INTRODUCTIE Met alles wat wij denken, zeggen en doen heeft invloed op ons eigen leven, op de levens van anderen, maar ook op de hogere werelden. Door iemands slechte daden, woorden en gedachten kun je onmetelijke schade in zowel deze lagere wereld als in de hogere wereld veroorzaken.
Het idee dat al onze daden een impact hebben op de hogere wereld wordt gerefereerd aan Tehiliem 33:15. Daarin staat dat Hasjem alle harten heeft geformeerd en ieders daden begrijpt.

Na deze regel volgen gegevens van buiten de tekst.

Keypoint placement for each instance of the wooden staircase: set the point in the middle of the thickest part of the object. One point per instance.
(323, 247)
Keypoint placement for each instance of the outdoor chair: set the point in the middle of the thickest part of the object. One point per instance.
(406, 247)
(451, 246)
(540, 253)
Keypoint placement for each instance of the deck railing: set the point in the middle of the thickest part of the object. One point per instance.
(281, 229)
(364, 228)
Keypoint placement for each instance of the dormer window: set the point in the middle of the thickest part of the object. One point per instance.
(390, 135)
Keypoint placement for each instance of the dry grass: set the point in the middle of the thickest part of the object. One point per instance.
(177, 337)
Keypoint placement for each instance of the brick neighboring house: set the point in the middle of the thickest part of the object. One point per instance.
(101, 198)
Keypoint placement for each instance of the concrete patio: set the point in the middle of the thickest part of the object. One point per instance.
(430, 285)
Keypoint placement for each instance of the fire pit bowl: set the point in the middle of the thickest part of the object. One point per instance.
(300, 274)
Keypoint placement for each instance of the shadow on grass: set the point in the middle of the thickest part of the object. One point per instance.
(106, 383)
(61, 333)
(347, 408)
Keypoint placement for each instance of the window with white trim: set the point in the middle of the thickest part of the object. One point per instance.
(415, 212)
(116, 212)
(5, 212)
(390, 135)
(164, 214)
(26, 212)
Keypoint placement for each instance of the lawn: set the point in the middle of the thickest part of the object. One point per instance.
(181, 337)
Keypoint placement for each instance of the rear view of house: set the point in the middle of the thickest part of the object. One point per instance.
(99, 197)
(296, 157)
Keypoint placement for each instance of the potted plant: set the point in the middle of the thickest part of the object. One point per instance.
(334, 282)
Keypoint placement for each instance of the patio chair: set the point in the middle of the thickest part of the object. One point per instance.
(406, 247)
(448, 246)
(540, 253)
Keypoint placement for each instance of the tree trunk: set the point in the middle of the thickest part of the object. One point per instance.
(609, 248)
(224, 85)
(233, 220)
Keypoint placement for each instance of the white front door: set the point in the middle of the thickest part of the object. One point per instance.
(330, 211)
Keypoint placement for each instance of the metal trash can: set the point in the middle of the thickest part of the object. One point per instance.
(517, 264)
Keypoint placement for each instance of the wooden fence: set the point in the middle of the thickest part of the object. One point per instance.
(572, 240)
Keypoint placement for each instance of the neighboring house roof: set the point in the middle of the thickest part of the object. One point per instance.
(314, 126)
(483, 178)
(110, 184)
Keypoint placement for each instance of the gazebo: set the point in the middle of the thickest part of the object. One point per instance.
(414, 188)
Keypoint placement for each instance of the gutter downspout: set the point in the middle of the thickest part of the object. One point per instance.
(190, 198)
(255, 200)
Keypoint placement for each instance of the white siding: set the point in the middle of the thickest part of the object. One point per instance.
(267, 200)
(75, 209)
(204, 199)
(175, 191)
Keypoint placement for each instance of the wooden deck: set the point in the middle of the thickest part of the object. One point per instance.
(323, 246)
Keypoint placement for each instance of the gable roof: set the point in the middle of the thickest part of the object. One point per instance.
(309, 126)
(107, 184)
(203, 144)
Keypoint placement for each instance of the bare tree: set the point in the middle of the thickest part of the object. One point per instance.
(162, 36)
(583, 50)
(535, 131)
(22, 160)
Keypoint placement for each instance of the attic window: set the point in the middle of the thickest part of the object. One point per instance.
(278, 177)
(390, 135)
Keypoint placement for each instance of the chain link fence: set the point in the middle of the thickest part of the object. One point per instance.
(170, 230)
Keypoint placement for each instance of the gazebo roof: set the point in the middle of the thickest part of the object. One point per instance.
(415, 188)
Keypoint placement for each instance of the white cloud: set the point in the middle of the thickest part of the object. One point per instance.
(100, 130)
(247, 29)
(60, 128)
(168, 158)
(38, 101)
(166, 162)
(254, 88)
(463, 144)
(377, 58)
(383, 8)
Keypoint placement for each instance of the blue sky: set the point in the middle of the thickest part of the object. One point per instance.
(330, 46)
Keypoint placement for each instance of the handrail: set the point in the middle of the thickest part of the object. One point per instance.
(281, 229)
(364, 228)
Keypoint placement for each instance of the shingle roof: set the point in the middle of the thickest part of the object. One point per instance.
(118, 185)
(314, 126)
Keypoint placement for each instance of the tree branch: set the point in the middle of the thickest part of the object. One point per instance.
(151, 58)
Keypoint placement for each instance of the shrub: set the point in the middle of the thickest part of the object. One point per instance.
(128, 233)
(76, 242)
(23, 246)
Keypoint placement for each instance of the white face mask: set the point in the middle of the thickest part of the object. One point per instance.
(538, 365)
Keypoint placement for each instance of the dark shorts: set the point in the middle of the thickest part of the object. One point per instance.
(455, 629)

Reb Chaim van Volozhin legt in zijn legendarische werk Nefesh Hachaim uit dat met deze pasoek wordt bedoeld dat Hasjem de gewichtige gevolgen van de mens – die invloed hebben op het herstel van de hogere werelden – ontwaart. Maar andersom – chas wesjalom – ook. Ieder verstrekkende daad van de mens wordt door Hem beoordeeld [Kohelet/Pred. 12:14]. Dit betekent dus dat er sprake is van een Hemels Tribunaal, het Hemels Bejt Din. Hasjem zal al onze daden, maar ook de gevolgen die deze daden hebben in de hogere wereld beoordelen en zo nodig veroordelen.
Wanneer iemand er aan denkt om een mitswa – gebod - te doen, heeft zijn intentie alleen al een constructief en gunstig effect op de hogere werelden. Het resultaat is dat een heilig hemels licht op hem reflecteert, waardoor hij geholpen wordt om die mitswa te doen. Wanneer hij klaar is met zijn mitswa, keert het hemels licht weer terug. Dit is de “beloning van Olam Haba – Komende Wereld -”. Hiermee wordt bedoeld dat de beloning van een mitswa een mitswa is [Avot 4:2].
Dit geldt ook voor zonde. De beloning van een zonde is een zonde [Misjle/Spr. 5:22; Avot 4:2]. Wanneer iemand zondigt, beschadigt hij direct de hemelse bron van zijn ziel. Legioenen van onreinheid worden hiermee in stand gehouden en worden gesterkt door zijn zonde. Vervolgens trekt de zondaar hoogst persoonlijk een onreine geest naar zich toe die zich om de zondaar heen wikkelt. Het resultaat hiervan is dat de zondaar door zijn leven heen in werkelijkheid al in Gehinnom – hel – bevindt. Hij gaat dit pas na zijn dood voelen en ervaren. Hij heeft zichzelf dus een val gezet, gevangen door onreine geesten en demonen die hij zelf door zijn zonden heeft gecreëerd. De Geleerden zeggen in Eruvin 19a niet voor niets dat Gehinnom voor de slechte mensen diep is gemaakt. Hiermee wordt bedoeld dat zondaren hun eigen Gehinnom hebben gegraven, zelf wijder maken en zelf de vuren aansteken [Jesjajahoe/Jes. 50:11]. In Ijov/Job 34:11 wordt er al naar dit concept verwezen. Dit betekent dus concreet dat iedere daad – goed of slecht – in zichzelf het zaad draagt voor beloning of straf.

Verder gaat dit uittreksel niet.